Fire Watch
Connie Willis
After reading Doomsday
Book and the eponymous story in The
Best Time Travel Stories of the 20th Century, I knew that I had
to read more Connie Willis...and I was absolutely right. I don't know what it
is about her stories, but Willis continually finds ways to amaze me. Perhaps it
is her range- from time travel to post-apocalyptic landscapes to a more
typically futuristic space station, Willis pulls it all off seamlessly. Perhaps
the power of Willis's talent lies in her ability to make the science fiction
conceits almost vanish behind the raw emotional power of her stories: despite
sometimes employing standard science fiction tropes, these are not (merely)

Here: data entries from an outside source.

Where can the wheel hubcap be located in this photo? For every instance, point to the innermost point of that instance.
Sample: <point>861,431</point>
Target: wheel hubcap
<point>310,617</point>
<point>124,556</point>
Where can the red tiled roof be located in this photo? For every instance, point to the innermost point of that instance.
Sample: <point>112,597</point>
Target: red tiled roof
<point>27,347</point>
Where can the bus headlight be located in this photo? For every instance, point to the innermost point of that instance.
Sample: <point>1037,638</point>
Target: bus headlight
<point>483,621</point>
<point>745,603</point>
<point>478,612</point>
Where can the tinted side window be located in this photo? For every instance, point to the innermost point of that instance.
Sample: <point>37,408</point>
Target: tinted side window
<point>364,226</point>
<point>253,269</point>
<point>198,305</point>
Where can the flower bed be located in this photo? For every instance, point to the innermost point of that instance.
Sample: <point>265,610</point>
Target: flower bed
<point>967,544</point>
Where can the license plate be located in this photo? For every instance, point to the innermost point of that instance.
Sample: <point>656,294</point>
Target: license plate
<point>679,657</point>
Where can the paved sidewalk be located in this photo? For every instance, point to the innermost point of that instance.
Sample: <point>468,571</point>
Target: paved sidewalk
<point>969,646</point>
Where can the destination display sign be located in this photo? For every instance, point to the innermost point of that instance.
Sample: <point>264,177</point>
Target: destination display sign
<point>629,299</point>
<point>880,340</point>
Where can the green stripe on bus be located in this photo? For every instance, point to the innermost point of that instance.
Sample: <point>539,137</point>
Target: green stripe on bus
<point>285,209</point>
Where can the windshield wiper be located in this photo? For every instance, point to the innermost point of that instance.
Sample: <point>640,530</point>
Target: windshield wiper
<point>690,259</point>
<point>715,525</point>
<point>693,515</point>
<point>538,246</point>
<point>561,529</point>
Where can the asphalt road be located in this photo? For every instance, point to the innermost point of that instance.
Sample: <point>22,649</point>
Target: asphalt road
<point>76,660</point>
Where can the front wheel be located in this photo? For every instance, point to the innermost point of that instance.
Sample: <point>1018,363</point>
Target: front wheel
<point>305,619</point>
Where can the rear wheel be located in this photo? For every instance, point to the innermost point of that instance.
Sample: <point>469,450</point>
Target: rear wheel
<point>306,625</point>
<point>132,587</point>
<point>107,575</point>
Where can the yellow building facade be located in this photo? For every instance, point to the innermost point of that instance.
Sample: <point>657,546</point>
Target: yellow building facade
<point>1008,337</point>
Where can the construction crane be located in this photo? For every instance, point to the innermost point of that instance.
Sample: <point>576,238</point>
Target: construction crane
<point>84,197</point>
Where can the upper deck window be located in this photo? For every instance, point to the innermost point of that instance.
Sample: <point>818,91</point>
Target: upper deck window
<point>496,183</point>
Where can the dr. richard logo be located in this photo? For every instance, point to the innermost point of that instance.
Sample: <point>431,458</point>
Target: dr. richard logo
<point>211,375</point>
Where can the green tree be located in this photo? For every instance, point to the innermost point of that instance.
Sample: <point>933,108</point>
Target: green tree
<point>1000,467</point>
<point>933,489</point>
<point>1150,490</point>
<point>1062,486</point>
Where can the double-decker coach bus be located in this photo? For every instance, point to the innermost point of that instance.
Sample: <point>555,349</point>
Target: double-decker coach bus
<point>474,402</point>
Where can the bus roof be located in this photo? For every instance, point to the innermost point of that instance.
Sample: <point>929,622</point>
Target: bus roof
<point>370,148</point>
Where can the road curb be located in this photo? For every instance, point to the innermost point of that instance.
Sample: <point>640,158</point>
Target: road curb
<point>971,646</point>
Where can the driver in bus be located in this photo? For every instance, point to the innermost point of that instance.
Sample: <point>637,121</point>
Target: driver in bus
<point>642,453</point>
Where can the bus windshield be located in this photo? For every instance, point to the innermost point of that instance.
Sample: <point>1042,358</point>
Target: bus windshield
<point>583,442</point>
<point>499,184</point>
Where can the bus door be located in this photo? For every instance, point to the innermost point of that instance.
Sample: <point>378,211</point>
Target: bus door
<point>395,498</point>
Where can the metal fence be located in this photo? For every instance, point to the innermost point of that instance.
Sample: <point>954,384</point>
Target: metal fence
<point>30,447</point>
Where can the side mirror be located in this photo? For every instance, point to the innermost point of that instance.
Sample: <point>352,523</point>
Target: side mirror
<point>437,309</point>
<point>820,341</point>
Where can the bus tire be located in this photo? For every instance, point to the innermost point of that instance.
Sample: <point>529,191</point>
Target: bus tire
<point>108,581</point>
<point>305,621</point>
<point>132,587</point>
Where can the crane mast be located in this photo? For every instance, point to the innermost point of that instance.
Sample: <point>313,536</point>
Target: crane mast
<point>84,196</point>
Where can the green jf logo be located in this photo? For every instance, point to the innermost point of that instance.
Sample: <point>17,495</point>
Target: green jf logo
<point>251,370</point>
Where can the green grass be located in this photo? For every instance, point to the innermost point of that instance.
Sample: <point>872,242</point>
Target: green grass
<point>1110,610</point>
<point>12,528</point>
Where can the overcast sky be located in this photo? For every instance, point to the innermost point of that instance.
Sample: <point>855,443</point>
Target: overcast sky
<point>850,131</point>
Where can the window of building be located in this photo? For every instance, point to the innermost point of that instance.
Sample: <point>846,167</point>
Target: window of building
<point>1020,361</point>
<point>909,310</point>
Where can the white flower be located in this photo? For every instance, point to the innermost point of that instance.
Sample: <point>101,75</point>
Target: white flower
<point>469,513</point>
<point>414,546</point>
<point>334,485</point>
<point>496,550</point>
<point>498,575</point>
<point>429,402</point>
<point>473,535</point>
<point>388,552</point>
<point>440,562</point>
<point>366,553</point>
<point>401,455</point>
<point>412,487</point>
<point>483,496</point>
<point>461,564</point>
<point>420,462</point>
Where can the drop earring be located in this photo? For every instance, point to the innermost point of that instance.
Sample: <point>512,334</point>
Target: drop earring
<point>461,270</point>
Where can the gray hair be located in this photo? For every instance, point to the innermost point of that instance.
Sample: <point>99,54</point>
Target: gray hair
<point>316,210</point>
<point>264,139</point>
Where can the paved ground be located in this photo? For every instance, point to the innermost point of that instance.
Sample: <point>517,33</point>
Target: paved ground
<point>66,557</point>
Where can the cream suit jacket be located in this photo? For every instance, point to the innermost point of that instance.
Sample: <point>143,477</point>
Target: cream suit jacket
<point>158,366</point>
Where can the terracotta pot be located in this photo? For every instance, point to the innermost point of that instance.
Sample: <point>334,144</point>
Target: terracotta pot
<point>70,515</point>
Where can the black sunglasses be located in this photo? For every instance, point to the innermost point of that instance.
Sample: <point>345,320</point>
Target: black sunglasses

gee-whiz-wow tales. Willis writes fiction that should be considered alongside the
work of the lit-fic critics' darlings, haunting stories that stay with you long
after you turn the final page. To choose standouts in a collection like this feels
at best like a hilarious understatement, but the stories that have had the
strongest effect on me are the horrifying "All My Darling Daughters" (I
was continually shocked by the brutality of this story, yet couldn't stop
myself from reading forward) and "A Letter from the Clearys," which
might actually be more devastating
despite employing a far more subtle emotional touch. Fire Watch may have been Connie Willis's first published group of
short stories, but it is simply superb, the work of a living master.